A few weeks ago, I was fortunate to attend the Anthelmintics III conference in Indian Rocks Beach, Florida. This opportunity allowed me to learn more about cutting edge research in a variety of topics related to the development of anthelmintic drugs, including drug discovery, anthelmintic resistance mechanisms, and future parasite control strategies. The conference included a diverse group of speakers from both academia and industry, and their talks provided excellent insight into some of the challenges that I will be facing in my PhD thesis work on detoxification gene families in nematodes. Some of my favorite talks included Dave Curran’s demonstration on the use of metabolic networks to study the relationship between Wolbachia and filarial nematodes, the genetic basis of benzimidazole resistance in C. elegans by Steffan Hahnel, and an analysis of thiabendazole-induced expression of seven cytochrome P450 genes in H. contortus by Jürgen Krücken.

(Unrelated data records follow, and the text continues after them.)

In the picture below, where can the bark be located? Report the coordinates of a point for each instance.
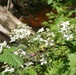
(8, 22)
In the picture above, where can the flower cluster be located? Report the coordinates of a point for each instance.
(45, 37)
(8, 69)
(20, 52)
(21, 32)
(2, 45)
(43, 60)
(65, 29)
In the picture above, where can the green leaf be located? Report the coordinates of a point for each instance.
(72, 59)
(11, 59)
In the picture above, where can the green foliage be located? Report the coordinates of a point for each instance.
(51, 51)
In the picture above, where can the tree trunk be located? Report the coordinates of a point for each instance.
(8, 22)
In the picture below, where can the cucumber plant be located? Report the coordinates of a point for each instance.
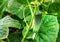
(29, 20)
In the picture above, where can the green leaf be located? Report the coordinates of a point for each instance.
(4, 31)
(48, 30)
(2, 7)
(9, 22)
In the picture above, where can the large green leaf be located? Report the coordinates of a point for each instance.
(4, 31)
(48, 30)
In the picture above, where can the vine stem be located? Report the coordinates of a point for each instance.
(30, 25)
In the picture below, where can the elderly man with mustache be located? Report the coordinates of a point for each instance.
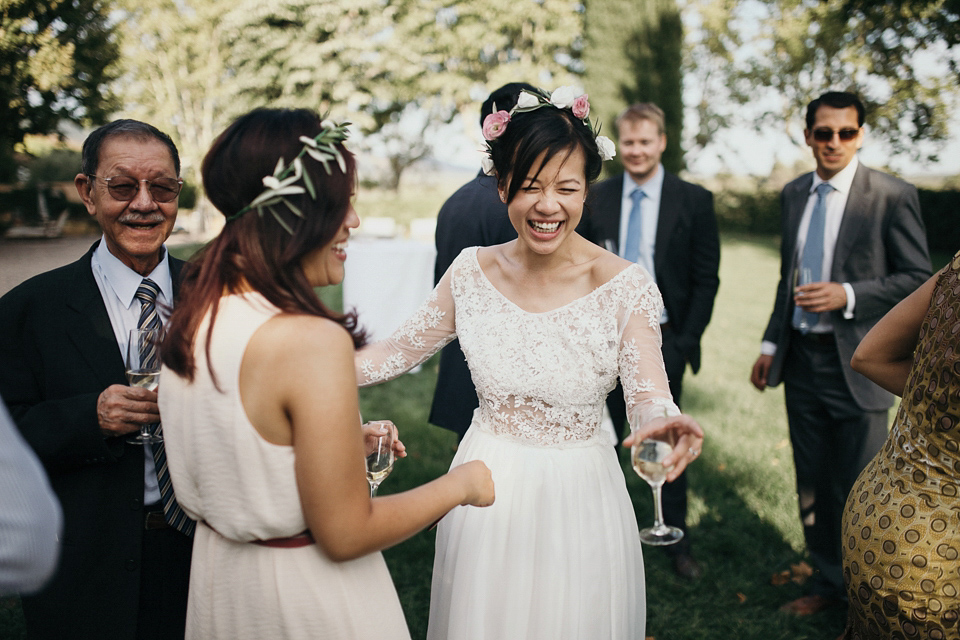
(125, 549)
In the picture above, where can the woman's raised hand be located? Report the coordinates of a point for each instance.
(478, 482)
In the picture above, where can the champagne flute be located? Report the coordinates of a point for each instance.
(379, 451)
(143, 370)
(802, 276)
(647, 460)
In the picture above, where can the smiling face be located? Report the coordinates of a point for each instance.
(641, 147)
(136, 229)
(834, 155)
(548, 207)
(325, 266)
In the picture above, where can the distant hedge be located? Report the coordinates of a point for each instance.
(758, 211)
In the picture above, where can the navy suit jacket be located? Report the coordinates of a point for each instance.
(686, 252)
(881, 251)
(473, 216)
(58, 352)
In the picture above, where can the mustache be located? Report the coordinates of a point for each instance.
(134, 218)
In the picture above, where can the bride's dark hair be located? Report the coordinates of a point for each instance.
(257, 248)
(530, 133)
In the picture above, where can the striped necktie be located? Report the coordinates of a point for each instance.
(149, 319)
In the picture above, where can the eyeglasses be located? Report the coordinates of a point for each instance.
(826, 135)
(125, 188)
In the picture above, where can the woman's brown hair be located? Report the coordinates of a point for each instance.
(257, 248)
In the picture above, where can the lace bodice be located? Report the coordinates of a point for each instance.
(540, 377)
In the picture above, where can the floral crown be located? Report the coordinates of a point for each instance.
(323, 149)
(495, 124)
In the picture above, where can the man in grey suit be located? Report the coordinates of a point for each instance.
(672, 231)
(860, 232)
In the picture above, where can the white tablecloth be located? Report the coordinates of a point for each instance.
(386, 281)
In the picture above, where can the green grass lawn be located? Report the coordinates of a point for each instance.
(743, 517)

I had the opportunity to present our work on an evolutionary analysis of drug metabolising pathways from several members of the Caenorhabditis genus. I received excellent feedback from experts in the field, which will help me going forward. I was also pleased that several researchers expressed interest in using our bioinformatics tools (developed by Dr. Dave Curran while he was a member of the Wasmuth lab) for their own research.
I would like to thank the HPI group and my supervisor Dr. James Wasmuth for this opportunity. I hope that I will have the opportunity to attend the Anthelmintics IV conference in 2020!